Он ласково улыбнулся – в ответ на мою улыбку. Мне показалось, что в такой манере, в этаком стиле я и смогу спастись от кошмара. Поэтому я завел речь о бронзовой монгольской чернильнице, которую он держал в руках. Мы говорили не как старший с младшим, а как два любознательных, многое повидавших старика: обсудили, какая она тяжелая, устойчивая, глубокая – длинные, стало быть, были перья у старых мастеров. Потолковали о тайне красных чернил – он взболтнул чернильницу, проверяя, не слишком ли они густые. Если бы монголы в свое время не узнали тайну красной краски у китайцев и не принесли ее в Хорасан, Бухару и Герат, то и мы в Стамбуле делали бы сейчас совсем другие рисунки. Пока шла беседа, время густело, словно краска, но не прекращало своего хода, и я краешком сознания все недоумевал, почему дома по-прежнему никого нет. И еще мне хотелось, чтобы он поставил чернильницу на место.
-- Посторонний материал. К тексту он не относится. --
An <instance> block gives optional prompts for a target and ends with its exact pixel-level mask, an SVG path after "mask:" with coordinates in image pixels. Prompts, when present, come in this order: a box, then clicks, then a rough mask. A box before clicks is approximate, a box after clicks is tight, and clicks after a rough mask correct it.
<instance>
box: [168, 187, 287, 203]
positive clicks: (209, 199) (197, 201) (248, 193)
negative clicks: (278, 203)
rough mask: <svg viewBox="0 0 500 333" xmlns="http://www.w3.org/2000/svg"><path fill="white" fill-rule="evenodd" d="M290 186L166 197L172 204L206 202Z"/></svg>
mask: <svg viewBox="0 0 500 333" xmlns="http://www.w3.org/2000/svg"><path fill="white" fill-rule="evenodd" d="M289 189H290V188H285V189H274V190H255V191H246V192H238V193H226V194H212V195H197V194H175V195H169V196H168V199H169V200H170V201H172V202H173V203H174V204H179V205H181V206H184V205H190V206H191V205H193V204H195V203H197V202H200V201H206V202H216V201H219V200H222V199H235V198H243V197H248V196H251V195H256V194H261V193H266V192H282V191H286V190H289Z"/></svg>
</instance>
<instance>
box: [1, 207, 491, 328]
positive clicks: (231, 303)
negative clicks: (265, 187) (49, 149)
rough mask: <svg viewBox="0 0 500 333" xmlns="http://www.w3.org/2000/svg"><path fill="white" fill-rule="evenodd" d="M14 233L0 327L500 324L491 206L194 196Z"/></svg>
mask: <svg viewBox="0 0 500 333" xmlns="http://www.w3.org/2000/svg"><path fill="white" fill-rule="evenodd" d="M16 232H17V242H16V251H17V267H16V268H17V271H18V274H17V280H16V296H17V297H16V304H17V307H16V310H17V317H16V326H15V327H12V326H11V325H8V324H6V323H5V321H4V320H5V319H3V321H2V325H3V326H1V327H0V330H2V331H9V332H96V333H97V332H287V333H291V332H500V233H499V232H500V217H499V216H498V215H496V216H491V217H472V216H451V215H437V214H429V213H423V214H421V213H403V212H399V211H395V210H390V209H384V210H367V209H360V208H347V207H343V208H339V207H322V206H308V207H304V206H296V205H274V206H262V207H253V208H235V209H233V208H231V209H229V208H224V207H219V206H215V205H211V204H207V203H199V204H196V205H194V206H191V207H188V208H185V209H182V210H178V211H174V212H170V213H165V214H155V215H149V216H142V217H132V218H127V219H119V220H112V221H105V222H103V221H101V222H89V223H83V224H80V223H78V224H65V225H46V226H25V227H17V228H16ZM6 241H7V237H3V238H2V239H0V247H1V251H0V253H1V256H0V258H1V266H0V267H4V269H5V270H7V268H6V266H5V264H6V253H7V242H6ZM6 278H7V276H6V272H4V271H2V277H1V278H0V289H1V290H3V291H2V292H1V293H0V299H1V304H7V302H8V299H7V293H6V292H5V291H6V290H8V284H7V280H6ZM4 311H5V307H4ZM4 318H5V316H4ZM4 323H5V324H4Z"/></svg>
– Когда книга будет закончена, поймут ли те, кто будет смотреть на мои рисунки, как я одарен? – спросил он тем спокойным голосом, которым всегда говорил со мной, когда мы вместе работали.
– Если будет на то воля Аллаха и однажды наступит счастливый день, когда мы закончим книгу, наш владыка султан возьмет ее в руки и первым делом, конечно, краем глаза взглянет, правильно ли использовано сусальное золото; затем, как всякий султан или падишах, посмотрит не на наши прекрасные рисунки, а на свое собственное изображение и восхитится, а уж если потом он соблаговолит обратить внимание на наши чудесные творения, впитавшие дух Востока и Запада, стоившие нам великих трудов и бессонных ночей, – как хорошо будет! Ты, конечно, знаешь, что, если не случится чуда, он ни за что не спросит, кто делал этот орнамент или заставку, кто нарисовал того всадника, а просто положит книгу в сокровищницу под замок. Но мы, как все, в ком есть искра таланта, работаем в надежде на то, что однажды чудо произойдет.
Мы немного помолчали, словно набираясь терпения.
– Когда же это чудо наконец случится? – спросил он. – Когда нашу работу, наши бесчисленные рисунки, из-за которых мы теряем зрение, оценят по достоинству? Когда нас поймут? Когда я дождусь – мы дождемся – той любви, которой заслуживаем?
– Никогда!
– Что?
– Никогда ты не дождешься того, о чем мечтаешь. А в будущем тебя будут понимать еще меньше, чем сейчас.
– Книги живут многие века! – заявил он с надменным видом, но было заметно, что он совершенно не уверен в себе.